Martin Luther King Jr. Day itself is a week from today on Jan. 16. The local celebration will be held Jan. 19, at 1:30 p.m. at the MLK Memorial Park on South Horner Boulevard, near the intersection with Washington Avenue. There will be a performance by local singer Shawanda Gill and a keynote speech by the Rev. Matt Garrett, the former president of Central Carolina Community College.
"I think that every American who is at all familiar with modern history knows that Dr. King made an enormous contribution to our country," Garrett said. "So it would be my intention to remind us of his work and to honor him for his sacrifice and his commitment to the rights of people."
Garrett was a teenager when King was assassinated in Memphis, Tenn., in 1968. He said that even as a young man, he had great respect for the Georgia-born preacher.
"It was a time of turmoil in our country, and it made an impact on me and my way of thinking," Garrett said. "I really respected his non-violent approach."
The MLK Day celebration continues Jan. 20 with a full day of activities at the Dennis A. Wicker Civic Center. Starting at 9 a.m., there is a seminar called Straight Talk for Teens focusing on violence, according to Margaret Murchison, president of the event's sponsoring group, the Council for Effective Actions and Decisions.
Solomon McAuley, an academic coach at CCCC and mentor with the Boys and Girls Club of Sanford/Lee County, will be joined by others familiar with the recent spate of violence, including local law enforcement officials, to break out into discussion sessions. In the last few weeks, four men have been shot and killed in Sanford.

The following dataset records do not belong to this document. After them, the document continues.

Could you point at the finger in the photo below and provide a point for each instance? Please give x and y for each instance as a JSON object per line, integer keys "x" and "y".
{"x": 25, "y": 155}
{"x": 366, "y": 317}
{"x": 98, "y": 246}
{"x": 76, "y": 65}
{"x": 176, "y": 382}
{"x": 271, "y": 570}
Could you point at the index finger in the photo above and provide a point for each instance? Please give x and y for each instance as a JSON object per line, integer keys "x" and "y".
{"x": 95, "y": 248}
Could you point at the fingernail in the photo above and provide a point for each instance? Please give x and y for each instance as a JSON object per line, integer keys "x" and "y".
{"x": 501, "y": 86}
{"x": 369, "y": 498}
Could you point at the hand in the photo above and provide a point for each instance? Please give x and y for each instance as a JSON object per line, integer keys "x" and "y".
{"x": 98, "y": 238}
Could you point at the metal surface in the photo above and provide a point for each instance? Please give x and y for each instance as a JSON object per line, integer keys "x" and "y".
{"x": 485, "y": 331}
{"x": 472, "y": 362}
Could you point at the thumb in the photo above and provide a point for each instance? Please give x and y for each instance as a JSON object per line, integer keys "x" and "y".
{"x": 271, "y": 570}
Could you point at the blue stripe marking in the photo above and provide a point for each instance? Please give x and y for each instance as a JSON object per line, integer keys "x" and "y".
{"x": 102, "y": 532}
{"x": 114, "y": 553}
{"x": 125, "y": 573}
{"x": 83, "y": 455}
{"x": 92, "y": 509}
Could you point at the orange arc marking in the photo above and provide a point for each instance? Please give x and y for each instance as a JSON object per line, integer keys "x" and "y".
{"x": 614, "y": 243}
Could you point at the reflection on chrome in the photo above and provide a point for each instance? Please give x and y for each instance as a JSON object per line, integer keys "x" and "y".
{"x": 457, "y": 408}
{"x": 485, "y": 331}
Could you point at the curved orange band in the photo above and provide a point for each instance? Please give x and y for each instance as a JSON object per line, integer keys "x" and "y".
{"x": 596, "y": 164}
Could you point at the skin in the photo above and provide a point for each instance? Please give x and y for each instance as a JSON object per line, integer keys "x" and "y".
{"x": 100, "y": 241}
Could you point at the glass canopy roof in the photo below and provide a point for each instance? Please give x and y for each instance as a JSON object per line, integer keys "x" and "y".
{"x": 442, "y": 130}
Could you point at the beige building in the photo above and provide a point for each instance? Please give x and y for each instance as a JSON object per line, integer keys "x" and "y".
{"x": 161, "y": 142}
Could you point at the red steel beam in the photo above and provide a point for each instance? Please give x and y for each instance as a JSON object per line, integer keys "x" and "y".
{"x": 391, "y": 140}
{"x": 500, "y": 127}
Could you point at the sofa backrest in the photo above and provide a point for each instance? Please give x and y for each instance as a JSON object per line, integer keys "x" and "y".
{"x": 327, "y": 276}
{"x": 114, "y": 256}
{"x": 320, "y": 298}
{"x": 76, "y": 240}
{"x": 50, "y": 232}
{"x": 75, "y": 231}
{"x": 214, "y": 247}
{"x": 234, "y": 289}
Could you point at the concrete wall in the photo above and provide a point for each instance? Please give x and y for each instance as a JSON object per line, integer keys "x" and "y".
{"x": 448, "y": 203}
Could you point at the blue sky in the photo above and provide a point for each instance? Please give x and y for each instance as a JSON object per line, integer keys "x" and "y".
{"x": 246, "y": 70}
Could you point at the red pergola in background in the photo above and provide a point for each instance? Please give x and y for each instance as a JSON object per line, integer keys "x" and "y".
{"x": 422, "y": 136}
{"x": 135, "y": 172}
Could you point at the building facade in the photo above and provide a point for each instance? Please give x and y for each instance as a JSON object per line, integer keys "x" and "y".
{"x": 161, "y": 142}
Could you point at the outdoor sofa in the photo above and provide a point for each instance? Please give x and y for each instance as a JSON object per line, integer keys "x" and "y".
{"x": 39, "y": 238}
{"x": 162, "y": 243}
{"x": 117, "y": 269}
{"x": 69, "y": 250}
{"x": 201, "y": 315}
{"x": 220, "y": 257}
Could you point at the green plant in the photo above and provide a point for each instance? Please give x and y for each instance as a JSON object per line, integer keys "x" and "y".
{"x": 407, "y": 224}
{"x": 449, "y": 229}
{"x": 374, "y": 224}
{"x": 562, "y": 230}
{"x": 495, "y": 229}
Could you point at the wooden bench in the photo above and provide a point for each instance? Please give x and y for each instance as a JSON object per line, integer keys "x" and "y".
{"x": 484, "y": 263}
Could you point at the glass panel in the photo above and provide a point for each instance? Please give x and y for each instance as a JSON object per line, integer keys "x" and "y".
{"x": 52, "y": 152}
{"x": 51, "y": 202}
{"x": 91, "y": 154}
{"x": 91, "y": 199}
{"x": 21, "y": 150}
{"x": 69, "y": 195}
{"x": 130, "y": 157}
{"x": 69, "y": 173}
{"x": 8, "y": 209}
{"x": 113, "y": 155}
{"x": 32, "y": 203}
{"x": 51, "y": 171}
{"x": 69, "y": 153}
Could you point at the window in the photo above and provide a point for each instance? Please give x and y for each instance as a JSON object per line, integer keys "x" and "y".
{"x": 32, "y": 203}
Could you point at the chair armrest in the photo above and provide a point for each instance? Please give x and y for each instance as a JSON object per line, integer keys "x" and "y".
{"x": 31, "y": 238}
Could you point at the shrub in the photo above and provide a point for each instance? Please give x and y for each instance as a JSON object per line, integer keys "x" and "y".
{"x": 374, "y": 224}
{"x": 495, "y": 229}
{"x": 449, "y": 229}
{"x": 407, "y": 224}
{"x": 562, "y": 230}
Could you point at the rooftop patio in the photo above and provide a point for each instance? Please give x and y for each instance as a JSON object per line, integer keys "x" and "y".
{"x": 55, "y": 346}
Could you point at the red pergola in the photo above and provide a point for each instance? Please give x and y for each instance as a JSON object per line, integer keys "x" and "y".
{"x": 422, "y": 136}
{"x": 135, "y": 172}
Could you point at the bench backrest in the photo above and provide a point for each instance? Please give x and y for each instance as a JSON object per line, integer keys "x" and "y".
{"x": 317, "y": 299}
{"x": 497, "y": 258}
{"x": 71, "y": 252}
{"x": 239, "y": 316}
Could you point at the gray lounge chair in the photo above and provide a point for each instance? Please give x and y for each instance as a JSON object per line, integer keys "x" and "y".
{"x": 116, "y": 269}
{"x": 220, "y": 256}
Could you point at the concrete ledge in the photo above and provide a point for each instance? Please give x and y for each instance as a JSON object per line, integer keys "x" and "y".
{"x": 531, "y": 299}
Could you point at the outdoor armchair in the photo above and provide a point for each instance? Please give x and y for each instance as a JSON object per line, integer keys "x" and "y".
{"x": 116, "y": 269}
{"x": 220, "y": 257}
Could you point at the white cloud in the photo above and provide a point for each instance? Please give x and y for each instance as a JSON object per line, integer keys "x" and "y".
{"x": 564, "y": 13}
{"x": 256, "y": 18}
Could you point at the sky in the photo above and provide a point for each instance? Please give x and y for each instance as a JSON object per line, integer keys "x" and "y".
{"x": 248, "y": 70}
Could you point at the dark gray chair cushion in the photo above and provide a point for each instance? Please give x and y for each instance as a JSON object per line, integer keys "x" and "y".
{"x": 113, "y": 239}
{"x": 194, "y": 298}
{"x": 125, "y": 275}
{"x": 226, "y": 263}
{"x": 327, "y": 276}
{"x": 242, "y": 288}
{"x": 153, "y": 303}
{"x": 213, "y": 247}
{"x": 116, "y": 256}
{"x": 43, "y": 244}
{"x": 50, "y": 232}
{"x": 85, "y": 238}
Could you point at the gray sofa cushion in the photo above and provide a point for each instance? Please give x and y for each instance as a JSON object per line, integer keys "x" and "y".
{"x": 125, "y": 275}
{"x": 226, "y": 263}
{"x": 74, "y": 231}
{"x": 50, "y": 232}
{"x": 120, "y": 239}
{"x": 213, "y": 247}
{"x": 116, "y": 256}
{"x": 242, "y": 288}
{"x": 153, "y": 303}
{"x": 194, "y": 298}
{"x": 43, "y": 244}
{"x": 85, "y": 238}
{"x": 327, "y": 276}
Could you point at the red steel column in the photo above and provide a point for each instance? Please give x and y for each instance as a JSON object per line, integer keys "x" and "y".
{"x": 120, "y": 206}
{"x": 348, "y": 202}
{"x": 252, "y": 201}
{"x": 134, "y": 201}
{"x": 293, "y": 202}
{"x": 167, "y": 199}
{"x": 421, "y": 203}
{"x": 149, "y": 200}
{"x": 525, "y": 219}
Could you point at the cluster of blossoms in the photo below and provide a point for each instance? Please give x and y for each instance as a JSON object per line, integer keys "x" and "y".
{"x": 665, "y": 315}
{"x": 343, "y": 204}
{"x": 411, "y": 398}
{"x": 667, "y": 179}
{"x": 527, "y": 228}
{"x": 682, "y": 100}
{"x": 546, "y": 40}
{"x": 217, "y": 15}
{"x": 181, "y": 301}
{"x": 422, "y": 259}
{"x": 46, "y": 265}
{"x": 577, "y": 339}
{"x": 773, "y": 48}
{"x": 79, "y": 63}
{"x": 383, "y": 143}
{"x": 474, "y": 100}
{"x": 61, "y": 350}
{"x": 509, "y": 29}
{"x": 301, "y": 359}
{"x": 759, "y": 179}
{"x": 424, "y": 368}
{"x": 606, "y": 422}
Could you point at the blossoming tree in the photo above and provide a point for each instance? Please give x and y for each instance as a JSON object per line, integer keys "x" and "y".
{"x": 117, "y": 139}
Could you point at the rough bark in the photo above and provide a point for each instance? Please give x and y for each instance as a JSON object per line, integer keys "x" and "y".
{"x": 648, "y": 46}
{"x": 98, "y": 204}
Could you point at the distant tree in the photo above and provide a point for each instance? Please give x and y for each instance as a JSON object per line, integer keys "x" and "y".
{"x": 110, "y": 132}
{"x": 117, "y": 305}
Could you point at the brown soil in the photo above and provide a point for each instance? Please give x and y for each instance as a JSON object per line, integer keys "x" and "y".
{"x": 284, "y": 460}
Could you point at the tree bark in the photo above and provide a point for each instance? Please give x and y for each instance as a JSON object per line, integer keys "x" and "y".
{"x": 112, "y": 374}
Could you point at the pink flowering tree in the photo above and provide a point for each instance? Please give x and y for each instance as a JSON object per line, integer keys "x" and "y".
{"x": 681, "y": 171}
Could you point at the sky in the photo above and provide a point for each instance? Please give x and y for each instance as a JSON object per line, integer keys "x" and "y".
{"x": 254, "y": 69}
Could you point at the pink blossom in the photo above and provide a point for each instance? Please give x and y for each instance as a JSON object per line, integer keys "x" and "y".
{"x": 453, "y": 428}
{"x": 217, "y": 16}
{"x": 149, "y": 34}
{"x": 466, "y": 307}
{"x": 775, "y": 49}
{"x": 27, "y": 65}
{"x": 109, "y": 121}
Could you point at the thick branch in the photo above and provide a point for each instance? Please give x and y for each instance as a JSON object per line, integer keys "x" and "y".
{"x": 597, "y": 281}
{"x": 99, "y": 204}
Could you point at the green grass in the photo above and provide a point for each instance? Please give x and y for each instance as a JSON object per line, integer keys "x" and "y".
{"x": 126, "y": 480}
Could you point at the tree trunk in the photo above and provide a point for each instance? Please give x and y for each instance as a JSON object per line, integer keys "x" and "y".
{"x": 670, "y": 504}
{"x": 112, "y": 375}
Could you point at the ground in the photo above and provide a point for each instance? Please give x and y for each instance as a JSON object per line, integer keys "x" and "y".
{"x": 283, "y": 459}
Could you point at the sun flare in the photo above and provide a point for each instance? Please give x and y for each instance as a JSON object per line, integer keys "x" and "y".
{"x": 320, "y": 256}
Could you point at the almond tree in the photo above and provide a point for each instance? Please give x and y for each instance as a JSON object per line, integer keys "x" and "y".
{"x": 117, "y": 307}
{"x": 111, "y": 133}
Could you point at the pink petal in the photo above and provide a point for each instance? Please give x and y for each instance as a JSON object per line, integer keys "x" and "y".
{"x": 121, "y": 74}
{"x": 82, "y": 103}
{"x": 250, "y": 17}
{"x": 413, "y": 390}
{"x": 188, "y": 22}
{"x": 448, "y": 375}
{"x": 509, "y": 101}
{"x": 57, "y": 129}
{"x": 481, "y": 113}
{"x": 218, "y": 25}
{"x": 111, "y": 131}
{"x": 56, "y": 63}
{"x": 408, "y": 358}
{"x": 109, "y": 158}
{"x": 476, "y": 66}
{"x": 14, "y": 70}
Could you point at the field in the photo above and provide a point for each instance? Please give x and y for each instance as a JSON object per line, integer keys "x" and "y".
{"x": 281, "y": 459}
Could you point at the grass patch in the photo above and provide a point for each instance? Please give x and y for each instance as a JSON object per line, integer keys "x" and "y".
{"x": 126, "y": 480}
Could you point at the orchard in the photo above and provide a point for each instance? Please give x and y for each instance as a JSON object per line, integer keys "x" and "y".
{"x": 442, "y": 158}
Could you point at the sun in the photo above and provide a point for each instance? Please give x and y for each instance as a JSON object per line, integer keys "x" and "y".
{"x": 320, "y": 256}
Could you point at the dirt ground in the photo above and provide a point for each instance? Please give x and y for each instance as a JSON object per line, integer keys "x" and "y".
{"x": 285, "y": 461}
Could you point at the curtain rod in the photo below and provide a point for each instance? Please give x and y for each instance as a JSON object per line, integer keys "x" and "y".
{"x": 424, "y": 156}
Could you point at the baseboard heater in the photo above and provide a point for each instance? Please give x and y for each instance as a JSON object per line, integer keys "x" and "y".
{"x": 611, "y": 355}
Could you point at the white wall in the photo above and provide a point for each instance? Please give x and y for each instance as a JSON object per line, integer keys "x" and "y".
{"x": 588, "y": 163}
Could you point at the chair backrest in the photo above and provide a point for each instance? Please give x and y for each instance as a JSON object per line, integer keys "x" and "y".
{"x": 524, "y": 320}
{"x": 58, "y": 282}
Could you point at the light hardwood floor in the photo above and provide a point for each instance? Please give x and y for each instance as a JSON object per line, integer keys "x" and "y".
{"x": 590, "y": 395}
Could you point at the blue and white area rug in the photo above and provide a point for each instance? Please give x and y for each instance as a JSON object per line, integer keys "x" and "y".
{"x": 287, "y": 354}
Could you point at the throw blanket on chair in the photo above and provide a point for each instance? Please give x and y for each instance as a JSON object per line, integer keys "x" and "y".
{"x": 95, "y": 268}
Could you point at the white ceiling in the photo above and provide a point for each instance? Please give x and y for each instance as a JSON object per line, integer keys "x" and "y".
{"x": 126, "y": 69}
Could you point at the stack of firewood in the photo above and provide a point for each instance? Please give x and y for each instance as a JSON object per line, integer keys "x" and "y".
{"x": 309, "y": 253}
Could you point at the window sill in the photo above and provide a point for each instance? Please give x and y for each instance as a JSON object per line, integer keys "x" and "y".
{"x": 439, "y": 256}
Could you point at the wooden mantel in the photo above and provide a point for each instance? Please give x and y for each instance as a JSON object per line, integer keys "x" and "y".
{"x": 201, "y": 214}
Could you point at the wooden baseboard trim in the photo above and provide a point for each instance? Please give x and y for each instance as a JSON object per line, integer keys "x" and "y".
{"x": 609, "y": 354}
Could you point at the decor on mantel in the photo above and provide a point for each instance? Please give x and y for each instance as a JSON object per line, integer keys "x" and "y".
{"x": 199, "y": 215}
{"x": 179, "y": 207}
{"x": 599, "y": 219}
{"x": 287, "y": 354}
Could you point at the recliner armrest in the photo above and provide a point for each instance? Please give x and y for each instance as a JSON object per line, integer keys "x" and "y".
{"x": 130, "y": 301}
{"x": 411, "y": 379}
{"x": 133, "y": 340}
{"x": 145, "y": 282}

The event is open to everyone in middle school or older, and a free breakfast will also be served. School is out that day in commemoration of the holiday.
"They'll be talking about drugs, violence, guns, self esteem, things like that," Murchison said. "We did something like that two or three years ago, and it was full of young people. We were shocked. ... It's geared to teenagers, but their parents, or other adults, they're all welcome to come if they want to learn more about all that."
During those discussions, many small business vendors will be set up at the civic center for people to visit. Murchison said vendor spots are still available for $25 each. Anyone interested should contact her at (919) 775-3525, or the Wilson and Reives law firm at (919) 775-5653, by Jan. 16.
The MLK Community Choir will perform at 1 p.m., followed by the keynote speaker, the Rev. George McCormick, associate minister of Greater St. John Missionary Baptist Church in Asheboro. He also works with students at North Carolina A&T, a historically black college in Greensboro, on transitioning to and staying in college.